Вооружившись таким образом материалами о торжественном праздновании окончания длительной для казаков войны, я засел за работу. Я не помню точного заголовка этой работы, но в моей голове сохранились почти дословные фразы, которыми начиналось мое сочинение. Эта юношеская попытка ученика, мнящего себя начинающим литературным работником, написана была в повышенном тоне, отражавшем настроение писавшего. «Долго мы ждали, – писал я, – покорения Западного Кавказа, долго потоками проливалась человеческая кровь и приносились в жертву войне полные сил и здоровья участники смертоносной борьбы, долго в казачьих станицах лились горячие слезы и носились крики скорби и отчаяния у жен и матерей, у маленьких детей и дряхлых стариков, у братьев и сестер, у отцов и друзей – наконец всему этому положена теперь преграда. Западный Кавказ покорен, и в Екатеринодаре торжественно отпразднован этот акт войсковым атаманом, высшими властями, войсками и народом – горожанами, и станичными казаками, состоящими на службе, и отставными воинами, главными виновниками столь радостного события». После этого витиеватого вступления подробно описаны были церемониал войск, торжественное шествие представителей от разных учреждений и уличное торжество огромной толпы. В заключение, кажется, сказано было, что с момента торжества в Екатеринодаре для казачества должна наступить иная, мирная и более счастливая жизнь, и выражены пожелания в дальнейшем развитии края в области просвещения и преуспевания в хозяйстве. Передаю все это приблизительно и не ручаюсь за безусловную точность текста. Но общий характер моей, казалось мне, пробной работы навсегда остался в голове в связи с сопровождавшими факт работы обстоятельствами.
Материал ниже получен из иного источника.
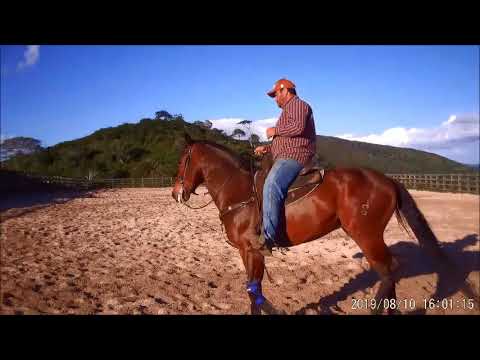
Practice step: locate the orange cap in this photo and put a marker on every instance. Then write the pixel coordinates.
(280, 84)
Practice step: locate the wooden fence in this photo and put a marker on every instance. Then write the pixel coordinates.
(461, 183)
(106, 183)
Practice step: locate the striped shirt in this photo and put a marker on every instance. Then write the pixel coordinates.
(295, 134)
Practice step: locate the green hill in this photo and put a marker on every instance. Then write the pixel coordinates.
(151, 148)
(387, 159)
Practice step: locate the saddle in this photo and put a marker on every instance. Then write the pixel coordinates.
(309, 177)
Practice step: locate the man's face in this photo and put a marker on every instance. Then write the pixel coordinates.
(281, 97)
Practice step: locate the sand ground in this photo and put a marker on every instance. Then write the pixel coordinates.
(136, 251)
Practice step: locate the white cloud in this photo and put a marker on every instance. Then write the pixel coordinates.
(257, 127)
(30, 57)
(454, 138)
Это было своего рода осуществление моей заветной мечты. Сам я чувствовал и сознавал, что написал по тому времени и по тем требованиям, какие предъявлялись ученикам учителями, удачное, хорошо составленное сочинение. Санкционировал же мой труд П. Н. Розанов. Ему очень понравилось мое сочинение, и он не только расхвалил работу мне лично, но и распропагандировал ее. Он заставил меня торжественно прочитать сочинение в классе, чтобы все мои товарищи прослушали и имели представление о том, как хорошо я написал его. В таком духе учитель сделал и общий анализ моей работы. Но для меня наиболее важны были заключительные слова учителя, сильно порадовавшие меня. «Я очень жалею, – сказал Розанов, – что мы опоздали. Сочинение Щербины следовало бы напечатать в «Кубанских областных ведомостях». В свое время его охотно напечатал бы редактор ведомостей, потому что в нем полнее и лучше описано торжественное событие, чем в тех статьях, которые были напечатаны по этому поводу в газете. Я давал читать сочинение другим наставникам, и они так же, как и я, полагали, что следовало бы вовремя напечатать работу Щербины. Это сделало бы честь нашему училищу».

Как ни странно, мне теперь кажется, что та похвала, которую расточал мне учитель, хотя и щекотала мое самолюбие, и мне приятно было выслушивать его лестный отзыв о моей работе, но не в малой степени она и смущала меня. Мне почему-то было не то стыдно, не то тревожно, точно учитель показывал меня не в надлежащем виде и в своих похвалах хватал через край. Каким бы ни было, впрочем, мое состояние, а, в конце концов, я принял санкцию моего учителя за чистую монету. Еще раз я убедился в том, что рано или поздно я осуществлю свою заветную мечту. А учитель Розанов, встречаясь со мной наедине, каждый раз пророчил мне: «Ты будешь писателем, готовься к этому и не поступай на такую службу, которая помешает тебе». Это была не лесть, а искренний и добрый совет, которым я дорожил, так как он соответствовал моим заветным желаниям.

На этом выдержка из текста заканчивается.